Date of Conferral

2020

Degree

Doctor of Healthcare Administration (D.H.A.)

School

Health Services

Advisor

Suzanne Richins

Abstract

The purpose of this quantitative study was to evaluate the association between newly licensed registered nurses (NLRN) generational cohorts and NLRN who plan to leave or have left their first nursing position. The research problem focused on the generational cohorts of NLRN and retention. The research questions addressed different generations of NLRN, their intent to stay in their first job, and whether poor orientation was a factor for those who already left their first nursing position. The theoretical foundation was Strauss–Howe’s generational theory explaining how each generation views the world based on what they experienced in their lifetime. Data retrieved form the New Nursing Cohort Survey, 2016 were analyzed using chi-square test of independence and multinomial logistic regression. The sample size included 1,171 nurses who were licensed between August 1, 2014 and July 31, 2015. Analysis determined that there is statistical evidence at the 𝛼 = .05 that there is an association between generation cohort and NLRN intent to leave. Analysis determined that there is no statistical evidence at the 𝛼 = .05 of an association between generational cohort of NLRN who left first nursing position due to poor orientation. Organizations struggling with poor NLRN retention may be able to predict intent to leave based on age group.

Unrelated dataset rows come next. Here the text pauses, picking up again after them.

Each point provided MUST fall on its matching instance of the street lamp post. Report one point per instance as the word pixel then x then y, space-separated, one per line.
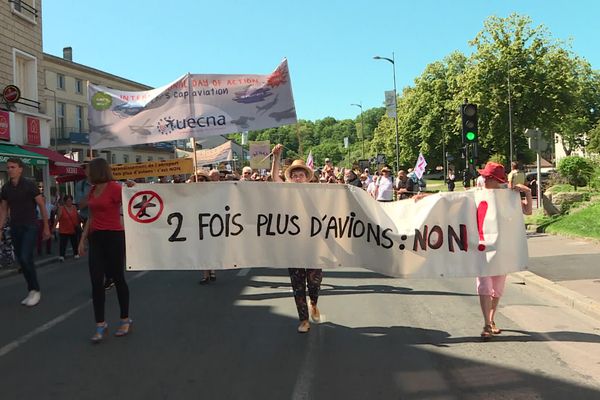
pixel 509 120
pixel 392 60
pixel 362 126
pixel 55 119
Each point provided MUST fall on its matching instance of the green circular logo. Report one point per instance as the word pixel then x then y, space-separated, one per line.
pixel 101 101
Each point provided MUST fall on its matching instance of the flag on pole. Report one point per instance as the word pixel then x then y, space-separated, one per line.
pixel 310 162
pixel 420 167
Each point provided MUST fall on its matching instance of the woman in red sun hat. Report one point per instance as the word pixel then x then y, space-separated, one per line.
pixel 490 288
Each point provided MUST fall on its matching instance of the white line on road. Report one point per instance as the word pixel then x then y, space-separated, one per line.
pixel 4 350
pixel 25 338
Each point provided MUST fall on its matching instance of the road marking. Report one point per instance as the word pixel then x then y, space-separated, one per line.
pixel 41 329
pixel 4 350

Developing orientation programs based on generational preferences regarding technology, delivery of learning materials, and type of hands on instruction from which each age group would benefit the most, may contribute to increased retention of NLRN. This study contributes to positive social change by ensuring that competent nurses are in supply to provide effective, safe care, thereby improving the health and well-being of the community served.